Melbourne's first theatre, the Pavilion, was constructed adjacent to the Eagle Tavern on Bourke Street in 1842. The second theatre, the Queen's, was also constructed as part of a pub, however it was, and remains, the only major theatre in Melbourne's CBD built west of Elizabeth Street.

==East End theatres==
Seven purpose-built theatres survive within the East End. The Melbourne Town Hall also serves as a performance space, regularly hosting theatrical shows, concerts, and live comedy. Other major entertainment venues in the East End Theatre District include live music venues 170 Russell and Max Watt's House of Music, Hoyts Melbourne Central, Palace Kino, Chinatown and ACMI cinemas.

| Theatre | Address | Opened | Capacity | Owner/Operator | First production | Image |
|---|---|---|---|---|---|---|
| Athenaeum Theatre | 188 Collins Street | 1872 | 880 | AT Management | Dear Brutus |  |
| The Capitol | 113 Swanston Street | 1924 | 602 | RMIT |  |  |
| Comedy Theatre | 240 Exhibition Street | 1928 | 1003 | Marriner Group | Our Betters |  |
| Fortyfivedownstairs | 45 Flinders Lane | 2002 | 150 |  |  |  |
| Forum Melbourne | 154 Flinders Street | 1929 | 2520 |  |  |  |
| Her Majesty's Theatre | 219 Exhibition Street | 1886 | 1700 | Hayden Attractions | Bad Lads |  |
| Princess Theatre | 163 Spring Street | 1854 | 1452 | Marriner Group |  |  |
| Regent Theatre | 191 Collins Street | 1929 | 2141 | Marriner Group |  |  |
| Town Hall | 100 Swanston Street | 1886 | 1,990 | Council of the City of Melbourne |  |  |

==Former theatres==
The East End has been home to over 25 different theatres since 1841. Some of the major former theatres are listed below.

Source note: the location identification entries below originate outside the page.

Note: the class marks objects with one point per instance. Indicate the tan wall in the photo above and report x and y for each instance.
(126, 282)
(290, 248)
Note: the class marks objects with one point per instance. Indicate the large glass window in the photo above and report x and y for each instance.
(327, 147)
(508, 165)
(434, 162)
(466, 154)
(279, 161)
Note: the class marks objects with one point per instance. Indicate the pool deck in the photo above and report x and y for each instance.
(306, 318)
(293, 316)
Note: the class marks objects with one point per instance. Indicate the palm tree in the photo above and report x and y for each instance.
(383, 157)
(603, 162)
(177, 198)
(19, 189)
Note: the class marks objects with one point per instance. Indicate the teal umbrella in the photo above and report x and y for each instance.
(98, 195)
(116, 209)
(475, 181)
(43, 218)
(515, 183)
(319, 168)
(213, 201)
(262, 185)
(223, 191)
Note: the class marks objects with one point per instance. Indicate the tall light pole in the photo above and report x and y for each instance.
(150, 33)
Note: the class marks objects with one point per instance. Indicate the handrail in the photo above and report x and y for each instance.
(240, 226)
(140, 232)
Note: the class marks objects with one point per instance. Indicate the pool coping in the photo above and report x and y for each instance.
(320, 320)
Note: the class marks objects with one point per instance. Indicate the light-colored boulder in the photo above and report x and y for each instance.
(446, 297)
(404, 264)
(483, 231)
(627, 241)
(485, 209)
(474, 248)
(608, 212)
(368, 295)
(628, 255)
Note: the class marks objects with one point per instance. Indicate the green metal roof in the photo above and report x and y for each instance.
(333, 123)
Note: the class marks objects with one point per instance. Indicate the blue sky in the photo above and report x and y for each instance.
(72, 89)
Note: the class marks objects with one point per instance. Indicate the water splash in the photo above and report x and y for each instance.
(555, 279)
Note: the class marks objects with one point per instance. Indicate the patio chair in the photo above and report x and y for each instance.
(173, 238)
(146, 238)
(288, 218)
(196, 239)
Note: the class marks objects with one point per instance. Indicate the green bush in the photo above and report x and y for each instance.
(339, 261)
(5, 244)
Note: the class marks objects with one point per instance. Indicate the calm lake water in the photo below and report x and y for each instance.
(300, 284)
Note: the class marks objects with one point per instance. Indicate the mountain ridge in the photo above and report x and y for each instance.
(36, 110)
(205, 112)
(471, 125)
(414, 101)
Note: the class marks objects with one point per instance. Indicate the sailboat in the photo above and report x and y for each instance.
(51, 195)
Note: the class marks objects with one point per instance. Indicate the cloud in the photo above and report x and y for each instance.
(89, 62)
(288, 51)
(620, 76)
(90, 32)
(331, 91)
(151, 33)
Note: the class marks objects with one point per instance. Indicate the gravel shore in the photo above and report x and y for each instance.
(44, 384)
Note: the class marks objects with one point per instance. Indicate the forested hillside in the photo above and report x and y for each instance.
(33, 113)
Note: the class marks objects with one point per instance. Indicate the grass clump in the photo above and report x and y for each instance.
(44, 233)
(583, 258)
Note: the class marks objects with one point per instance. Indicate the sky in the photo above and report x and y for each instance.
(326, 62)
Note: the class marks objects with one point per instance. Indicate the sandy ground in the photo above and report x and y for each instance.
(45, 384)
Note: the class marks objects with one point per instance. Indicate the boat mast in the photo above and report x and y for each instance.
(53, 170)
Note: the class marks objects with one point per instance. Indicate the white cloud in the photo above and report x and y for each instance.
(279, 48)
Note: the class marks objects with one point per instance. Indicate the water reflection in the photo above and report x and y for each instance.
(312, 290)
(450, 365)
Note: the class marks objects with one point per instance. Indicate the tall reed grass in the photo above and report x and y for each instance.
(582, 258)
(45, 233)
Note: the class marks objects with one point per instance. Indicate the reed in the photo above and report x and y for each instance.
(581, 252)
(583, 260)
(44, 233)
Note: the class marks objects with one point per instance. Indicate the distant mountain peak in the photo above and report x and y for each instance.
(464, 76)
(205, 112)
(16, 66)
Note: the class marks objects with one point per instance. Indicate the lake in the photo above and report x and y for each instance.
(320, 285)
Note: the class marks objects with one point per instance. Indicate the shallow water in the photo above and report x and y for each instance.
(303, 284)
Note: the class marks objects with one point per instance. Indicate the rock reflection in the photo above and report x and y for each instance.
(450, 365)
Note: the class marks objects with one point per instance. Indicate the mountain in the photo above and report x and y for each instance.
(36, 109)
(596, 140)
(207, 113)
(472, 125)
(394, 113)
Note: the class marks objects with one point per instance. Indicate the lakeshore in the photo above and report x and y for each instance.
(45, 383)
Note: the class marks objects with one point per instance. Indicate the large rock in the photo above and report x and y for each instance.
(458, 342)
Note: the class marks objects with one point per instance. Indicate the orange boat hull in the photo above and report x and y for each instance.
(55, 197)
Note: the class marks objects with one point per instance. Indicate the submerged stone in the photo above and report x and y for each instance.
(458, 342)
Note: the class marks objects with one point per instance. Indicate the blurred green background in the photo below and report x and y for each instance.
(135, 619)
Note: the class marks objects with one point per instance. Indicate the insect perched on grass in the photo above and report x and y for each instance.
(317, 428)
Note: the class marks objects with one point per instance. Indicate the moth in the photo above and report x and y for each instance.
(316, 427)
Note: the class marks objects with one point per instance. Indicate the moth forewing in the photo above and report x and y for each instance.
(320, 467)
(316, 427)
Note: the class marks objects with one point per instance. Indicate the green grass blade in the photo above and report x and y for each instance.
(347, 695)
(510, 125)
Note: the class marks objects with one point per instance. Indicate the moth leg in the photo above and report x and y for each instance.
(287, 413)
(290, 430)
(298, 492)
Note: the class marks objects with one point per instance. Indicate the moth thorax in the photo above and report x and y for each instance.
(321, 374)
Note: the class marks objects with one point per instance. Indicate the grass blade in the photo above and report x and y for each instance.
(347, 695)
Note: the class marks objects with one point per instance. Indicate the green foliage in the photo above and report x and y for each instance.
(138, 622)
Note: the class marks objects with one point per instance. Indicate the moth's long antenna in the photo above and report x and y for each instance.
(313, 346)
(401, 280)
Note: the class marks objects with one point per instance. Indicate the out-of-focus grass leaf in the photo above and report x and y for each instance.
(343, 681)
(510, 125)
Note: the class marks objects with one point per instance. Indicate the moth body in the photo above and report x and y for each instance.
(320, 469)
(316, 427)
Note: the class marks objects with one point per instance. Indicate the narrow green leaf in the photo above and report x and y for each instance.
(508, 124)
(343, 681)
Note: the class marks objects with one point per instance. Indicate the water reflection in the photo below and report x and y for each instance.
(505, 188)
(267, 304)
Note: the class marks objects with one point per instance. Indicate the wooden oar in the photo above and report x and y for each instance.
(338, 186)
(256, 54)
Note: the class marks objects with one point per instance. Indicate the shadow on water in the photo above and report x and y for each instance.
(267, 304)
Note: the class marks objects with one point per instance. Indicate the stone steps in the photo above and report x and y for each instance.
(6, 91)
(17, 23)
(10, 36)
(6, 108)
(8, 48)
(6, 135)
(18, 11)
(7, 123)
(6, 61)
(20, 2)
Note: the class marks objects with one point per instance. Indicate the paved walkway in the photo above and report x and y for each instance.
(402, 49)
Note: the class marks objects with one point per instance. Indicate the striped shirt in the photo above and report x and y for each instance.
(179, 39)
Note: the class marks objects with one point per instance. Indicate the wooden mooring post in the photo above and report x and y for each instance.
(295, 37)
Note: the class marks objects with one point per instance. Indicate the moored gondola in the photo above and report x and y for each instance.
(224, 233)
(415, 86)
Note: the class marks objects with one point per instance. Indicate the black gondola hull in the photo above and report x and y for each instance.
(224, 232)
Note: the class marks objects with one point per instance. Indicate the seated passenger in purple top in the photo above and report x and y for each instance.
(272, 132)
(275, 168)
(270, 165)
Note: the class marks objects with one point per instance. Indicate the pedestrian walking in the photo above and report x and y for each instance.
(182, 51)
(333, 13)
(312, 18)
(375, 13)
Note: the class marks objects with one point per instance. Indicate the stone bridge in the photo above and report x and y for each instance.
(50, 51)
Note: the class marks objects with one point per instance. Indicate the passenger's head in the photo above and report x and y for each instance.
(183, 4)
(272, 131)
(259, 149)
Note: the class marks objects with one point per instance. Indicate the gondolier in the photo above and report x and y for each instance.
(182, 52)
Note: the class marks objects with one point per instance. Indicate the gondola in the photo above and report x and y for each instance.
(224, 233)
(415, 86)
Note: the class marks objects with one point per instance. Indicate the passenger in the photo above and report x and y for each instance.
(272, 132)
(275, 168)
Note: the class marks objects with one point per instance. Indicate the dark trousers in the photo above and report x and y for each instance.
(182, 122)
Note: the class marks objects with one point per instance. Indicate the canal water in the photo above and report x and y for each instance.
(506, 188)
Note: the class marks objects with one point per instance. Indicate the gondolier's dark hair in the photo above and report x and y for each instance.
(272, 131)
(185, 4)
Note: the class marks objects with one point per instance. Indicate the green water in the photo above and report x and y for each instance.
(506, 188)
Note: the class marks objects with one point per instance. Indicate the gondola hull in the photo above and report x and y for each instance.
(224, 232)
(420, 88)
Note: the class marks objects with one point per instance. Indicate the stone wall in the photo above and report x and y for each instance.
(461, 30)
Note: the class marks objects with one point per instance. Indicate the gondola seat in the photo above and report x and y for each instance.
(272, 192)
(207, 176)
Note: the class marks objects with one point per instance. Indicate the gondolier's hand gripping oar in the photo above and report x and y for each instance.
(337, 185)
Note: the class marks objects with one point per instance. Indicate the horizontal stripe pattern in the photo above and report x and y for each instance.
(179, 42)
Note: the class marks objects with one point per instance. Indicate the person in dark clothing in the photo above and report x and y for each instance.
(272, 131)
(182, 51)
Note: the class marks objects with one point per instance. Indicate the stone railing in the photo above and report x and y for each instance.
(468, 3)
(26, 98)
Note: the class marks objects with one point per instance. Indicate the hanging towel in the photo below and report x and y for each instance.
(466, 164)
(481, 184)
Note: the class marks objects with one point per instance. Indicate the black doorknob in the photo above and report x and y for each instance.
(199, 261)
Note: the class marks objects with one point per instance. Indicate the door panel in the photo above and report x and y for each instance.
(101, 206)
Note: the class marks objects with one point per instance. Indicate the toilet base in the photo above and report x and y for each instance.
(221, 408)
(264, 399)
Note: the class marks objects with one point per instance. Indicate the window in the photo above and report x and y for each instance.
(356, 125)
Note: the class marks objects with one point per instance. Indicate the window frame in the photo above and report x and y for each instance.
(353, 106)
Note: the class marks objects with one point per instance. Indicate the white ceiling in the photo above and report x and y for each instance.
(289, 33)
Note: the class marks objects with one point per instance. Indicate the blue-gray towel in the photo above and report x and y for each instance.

| Theatre | Address | Opened | Closed | Capacity | Owner/Operator | First production | Image |
|---|---|---|---|---|---|---|---|
| Auditorium | 171 Collins Street | 1913 | 1934 |  |  |  |  |
| Bijou Theatre | 225 Bourke Street | 1876 | 1934 |  |  |  |  |
| Gaiety Theatre | 217 Bourke Street | 1890 | 1934 |  |  |  |  |
| Haymarket Theatre | 133 Bourke Street | 1862 | 1871 |  |  |  |  |
| King's Theatre | 131 Russell Street | 1908 | 1976 |  |  |  |  |
| Olympic Theatre | Corner of Exhibition and Lonsdale streets | 1855 | 1860 |  |  | The Lady of Lyons |  |
| Palace Theatre | 20 Bourke Street | 1912 | 2014 |  |  |  |  |
| Pavilion | Corner of Swanston and Bourke streets | 1841 | 1845 |  |  |  |  |
| Playbox Theatre | 55 Exhibition Street | 1969 | 1984 |  |  |  |  |
| Prince of Wales Opera House | 249 Bourke Street | 1872 | 1898 |  |  |  |  |
| Russell Street Theatre | 19-25 Russell Street | 1955 | 1994 |  |  |  |  |
| Theatre Royal | 232 Bourke Street | 1855 | 1872 |  |  | The School for Scandal |  |
| Tivoli Theatre | 249 Bourke Street | 1901 | 1966 |  |  |  |  |
| Total House | 170 Russell Street | 1965 | 1978 |  |  |  |  |

==Economic impact==
In July 2016, the East End Theatre District was reported to have made an economic contribution of $692 million, and an economic impact of $226 million, to the state of Victoria.